Moon-gwang gets up immediately, still looking possessed, and immediately descends into the secret staircase behind the cabinet, screaming the entire way. The tension rises along with the score as Chung-sook follows her, her family watching from around the corner, and she goes deeper and deeper down into the concrete bunker to find another voice has joined Moon-gwang’s. She turns a corner and sees the maid talking to a middle-aged man, feeding him from a bottle. Chung-sook is understandably disturbed as the woman she usurped explains.
Oh Geun-sae, Moon-gwang’s husband, is a wanted man.
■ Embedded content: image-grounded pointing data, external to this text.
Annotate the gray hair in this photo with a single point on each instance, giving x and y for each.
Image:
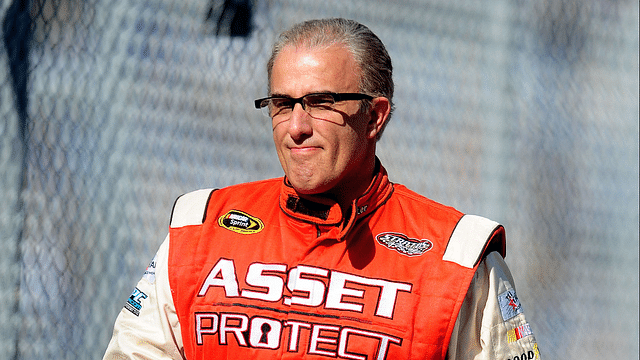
(367, 49)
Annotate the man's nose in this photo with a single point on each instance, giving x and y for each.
(299, 122)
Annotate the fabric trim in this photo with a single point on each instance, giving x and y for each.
(190, 208)
(469, 240)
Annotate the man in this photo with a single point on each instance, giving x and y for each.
(333, 260)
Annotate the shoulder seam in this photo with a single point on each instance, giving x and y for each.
(469, 240)
(190, 208)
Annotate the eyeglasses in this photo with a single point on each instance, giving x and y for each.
(317, 105)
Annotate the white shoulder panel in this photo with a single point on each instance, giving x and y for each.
(190, 208)
(469, 239)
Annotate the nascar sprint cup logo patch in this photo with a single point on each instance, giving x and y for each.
(240, 222)
(403, 244)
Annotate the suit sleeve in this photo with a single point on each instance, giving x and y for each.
(147, 327)
(491, 323)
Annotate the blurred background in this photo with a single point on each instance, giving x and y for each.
(524, 111)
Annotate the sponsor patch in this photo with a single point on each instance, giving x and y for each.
(150, 272)
(134, 302)
(403, 244)
(509, 304)
(519, 333)
(240, 222)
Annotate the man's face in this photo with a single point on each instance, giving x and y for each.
(332, 155)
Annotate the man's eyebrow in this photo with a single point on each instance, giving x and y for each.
(280, 95)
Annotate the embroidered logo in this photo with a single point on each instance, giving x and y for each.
(134, 302)
(403, 244)
(519, 332)
(150, 272)
(509, 304)
(240, 222)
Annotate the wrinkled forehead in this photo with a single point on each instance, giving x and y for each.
(332, 61)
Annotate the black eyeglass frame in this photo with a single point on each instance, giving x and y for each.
(260, 103)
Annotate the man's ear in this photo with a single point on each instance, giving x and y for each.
(379, 111)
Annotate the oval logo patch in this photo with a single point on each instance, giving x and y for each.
(240, 222)
(403, 244)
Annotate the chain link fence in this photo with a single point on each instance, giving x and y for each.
(522, 111)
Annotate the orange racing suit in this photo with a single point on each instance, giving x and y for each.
(255, 271)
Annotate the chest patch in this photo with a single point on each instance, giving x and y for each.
(403, 244)
(240, 222)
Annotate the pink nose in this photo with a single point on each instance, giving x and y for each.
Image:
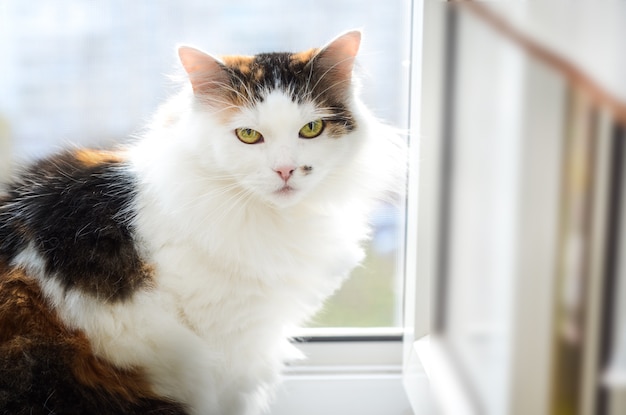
(285, 172)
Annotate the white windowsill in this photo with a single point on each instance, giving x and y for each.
(344, 378)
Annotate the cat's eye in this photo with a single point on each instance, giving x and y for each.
(249, 136)
(312, 129)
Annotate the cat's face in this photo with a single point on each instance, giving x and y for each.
(284, 121)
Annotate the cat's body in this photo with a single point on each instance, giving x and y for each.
(165, 277)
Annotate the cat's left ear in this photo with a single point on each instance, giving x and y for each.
(205, 72)
(338, 56)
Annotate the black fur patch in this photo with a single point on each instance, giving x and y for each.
(78, 215)
(306, 80)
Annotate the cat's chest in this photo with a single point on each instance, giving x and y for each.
(257, 274)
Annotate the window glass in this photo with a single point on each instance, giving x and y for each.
(93, 72)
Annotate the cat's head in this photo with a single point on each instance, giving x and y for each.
(279, 124)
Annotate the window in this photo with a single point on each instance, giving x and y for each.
(520, 210)
(92, 73)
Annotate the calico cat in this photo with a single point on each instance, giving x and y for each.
(164, 277)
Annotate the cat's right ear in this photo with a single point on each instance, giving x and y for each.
(205, 72)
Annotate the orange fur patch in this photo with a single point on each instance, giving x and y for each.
(93, 158)
(304, 57)
(26, 321)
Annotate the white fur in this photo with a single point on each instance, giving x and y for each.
(237, 266)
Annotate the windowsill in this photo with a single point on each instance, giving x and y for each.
(346, 372)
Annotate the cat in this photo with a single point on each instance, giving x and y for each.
(165, 276)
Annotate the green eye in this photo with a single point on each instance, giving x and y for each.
(312, 129)
(249, 136)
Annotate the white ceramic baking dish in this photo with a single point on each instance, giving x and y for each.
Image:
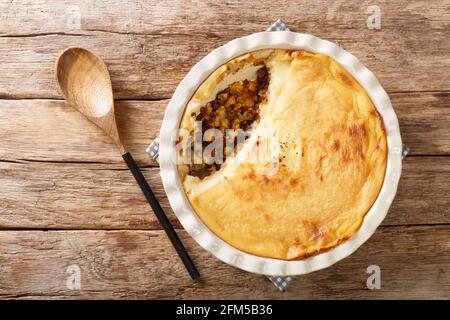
(173, 186)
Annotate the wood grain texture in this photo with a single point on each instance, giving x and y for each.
(54, 178)
(49, 130)
(149, 46)
(142, 264)
(96, 196)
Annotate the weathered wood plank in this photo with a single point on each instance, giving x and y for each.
(96, 196)
(215, 16)
(154, 44)
(49, 130)
(141, 264)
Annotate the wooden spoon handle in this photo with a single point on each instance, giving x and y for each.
(162, 218)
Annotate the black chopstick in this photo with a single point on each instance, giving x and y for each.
(162, 218)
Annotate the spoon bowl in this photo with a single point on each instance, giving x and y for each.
(84, 81)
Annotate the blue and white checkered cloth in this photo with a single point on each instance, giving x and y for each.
(153, 151)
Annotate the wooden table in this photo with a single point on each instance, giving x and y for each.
(68, 202)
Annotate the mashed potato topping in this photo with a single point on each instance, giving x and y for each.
(327, 138)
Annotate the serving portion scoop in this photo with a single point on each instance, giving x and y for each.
(84, 80)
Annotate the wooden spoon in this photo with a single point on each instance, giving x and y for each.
(84, 80)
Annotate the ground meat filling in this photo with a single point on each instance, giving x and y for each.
(236, 107)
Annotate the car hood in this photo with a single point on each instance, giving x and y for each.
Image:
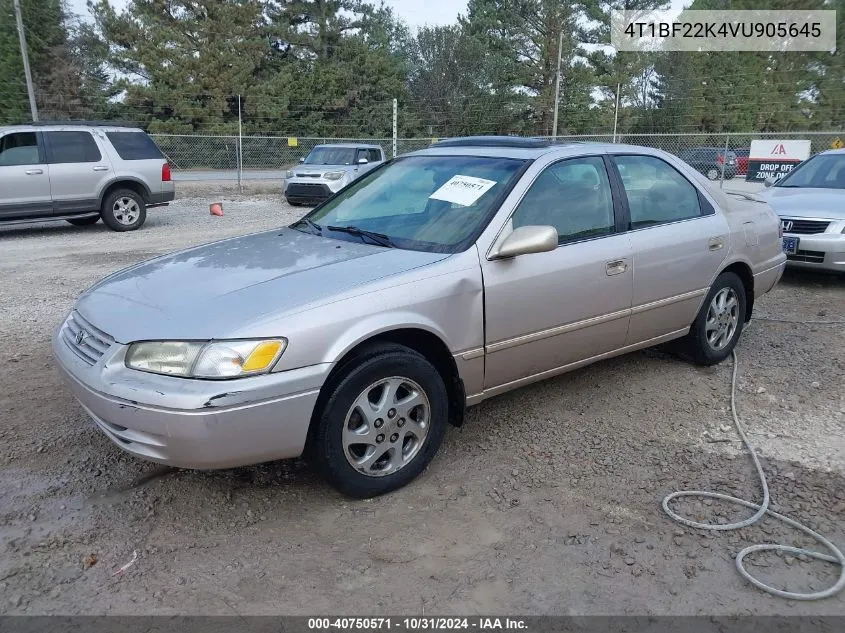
(806, 203)
(218, 290)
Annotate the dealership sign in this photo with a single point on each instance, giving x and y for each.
(775, 159)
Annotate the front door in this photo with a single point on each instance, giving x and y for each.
(546, 311)
(24, 177)
(678, 241)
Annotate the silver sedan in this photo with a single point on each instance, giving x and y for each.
(440, 279)
(811, 204)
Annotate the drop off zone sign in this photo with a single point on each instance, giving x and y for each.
(775, 158)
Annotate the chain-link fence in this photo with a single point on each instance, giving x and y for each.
(268, 156)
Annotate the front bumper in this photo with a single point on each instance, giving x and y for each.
(193, 423)
(822, 251)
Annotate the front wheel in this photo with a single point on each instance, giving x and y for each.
(717, 328)
(382, 422)
(124, 210)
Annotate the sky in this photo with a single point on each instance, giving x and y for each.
(414, 12)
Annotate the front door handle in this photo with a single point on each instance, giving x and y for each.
(617, 267)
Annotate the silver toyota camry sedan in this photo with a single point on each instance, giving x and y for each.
(440, 279)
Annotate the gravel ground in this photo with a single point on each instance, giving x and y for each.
(547, 500)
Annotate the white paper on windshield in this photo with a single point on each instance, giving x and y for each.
(463, 190)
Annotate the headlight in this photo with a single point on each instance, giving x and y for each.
(219, 359)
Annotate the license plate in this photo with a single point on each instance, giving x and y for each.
(790, 245)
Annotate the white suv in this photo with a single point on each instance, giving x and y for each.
(81, 173)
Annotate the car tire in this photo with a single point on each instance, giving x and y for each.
(719, 322)
(124, 210)
(404, 416)
(84, 221)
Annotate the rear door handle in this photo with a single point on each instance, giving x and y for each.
(617, 267)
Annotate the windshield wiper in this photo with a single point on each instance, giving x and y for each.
(379, 238)
(311, 225)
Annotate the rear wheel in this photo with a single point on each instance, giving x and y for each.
(382, 422)
(124, 210)
(717, 328)
(84, 221)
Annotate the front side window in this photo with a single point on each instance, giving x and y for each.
(331, 156)
(821, 171)
(573, 196)
(20, 148)
(657, 193)
(72, 147)
(429, 203)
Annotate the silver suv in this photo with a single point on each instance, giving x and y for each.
(329, 168)
(81, 173)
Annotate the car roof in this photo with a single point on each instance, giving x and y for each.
(489, 150)
(350, 145)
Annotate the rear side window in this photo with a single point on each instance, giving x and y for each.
(656, 192)
(134, 145)
(19, 149)
(72, 147)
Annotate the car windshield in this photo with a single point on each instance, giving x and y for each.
(331, 156)
(823, 171)
(428, 203)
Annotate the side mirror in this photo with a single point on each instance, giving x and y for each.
(526, 240)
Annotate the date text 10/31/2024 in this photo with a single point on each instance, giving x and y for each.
(416, 624)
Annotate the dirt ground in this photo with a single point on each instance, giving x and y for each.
(547, 500)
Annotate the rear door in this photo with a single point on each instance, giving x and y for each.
(79, 170)
(24, 177)
(679, 242)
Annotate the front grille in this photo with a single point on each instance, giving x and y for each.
(307, 190)
(92, 343)
(806, 227)
(811, 257)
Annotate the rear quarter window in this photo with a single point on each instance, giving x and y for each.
(134, 145)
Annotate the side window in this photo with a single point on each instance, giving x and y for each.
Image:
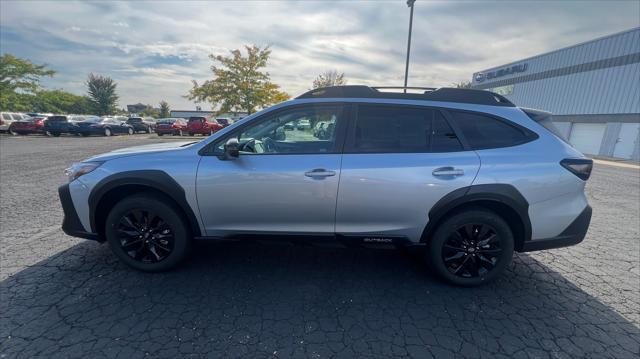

Loan sharks have been hunting him since his Taiwanese cake shop went under, and so his wife snuck him into the house and is now here to feed him, having cut the CCTV cameras. For the past four years he has lived in the bunker under Namgoong’s compound, which even the Kims do not know about; In response to this story, more than a little similar to her own (the Taiwanese cake shop is even implied to be a former job for Ki-taek), Chung-sook begins to call the police.
Gook Moon-gwang begs her usurper, on her knees, to take money to feed her husband “as fellow members of the needy.” Chung-sook immediately denies her, cutting her hopes off with a statement that would divide them utterly if it were not a lie: “I’m not needy.” The power she holds over her counterpart has not changed her as she said it would, and refusing to be paid for feeding a wanted man once a week proves that she certainly isn’t any nicer.
Her lies find her out, however, as the rest of the family collapses out into the open. Moon-gwang records them, and the pendulum swings away from the Kim family. Suddenly, Chung-sook is asking to talk things over, and Moon-gwang gives as good as she got, calling her a “filthy bitch” and making the family kneel while she and Geun-sae relax on the same couch the Kims did just moments before. Her indignities are not contained to Chung-sook’s behavior, though; The couple hates the Kims for disrespecting the “masterwork by the great Namgoong,” as well, reprimanding them for their drunken celebration. They see themselves as more worthy of the compound because they appreciate its “creative spirit,” conveniently ignoring that they are as much squatters as the Kim family.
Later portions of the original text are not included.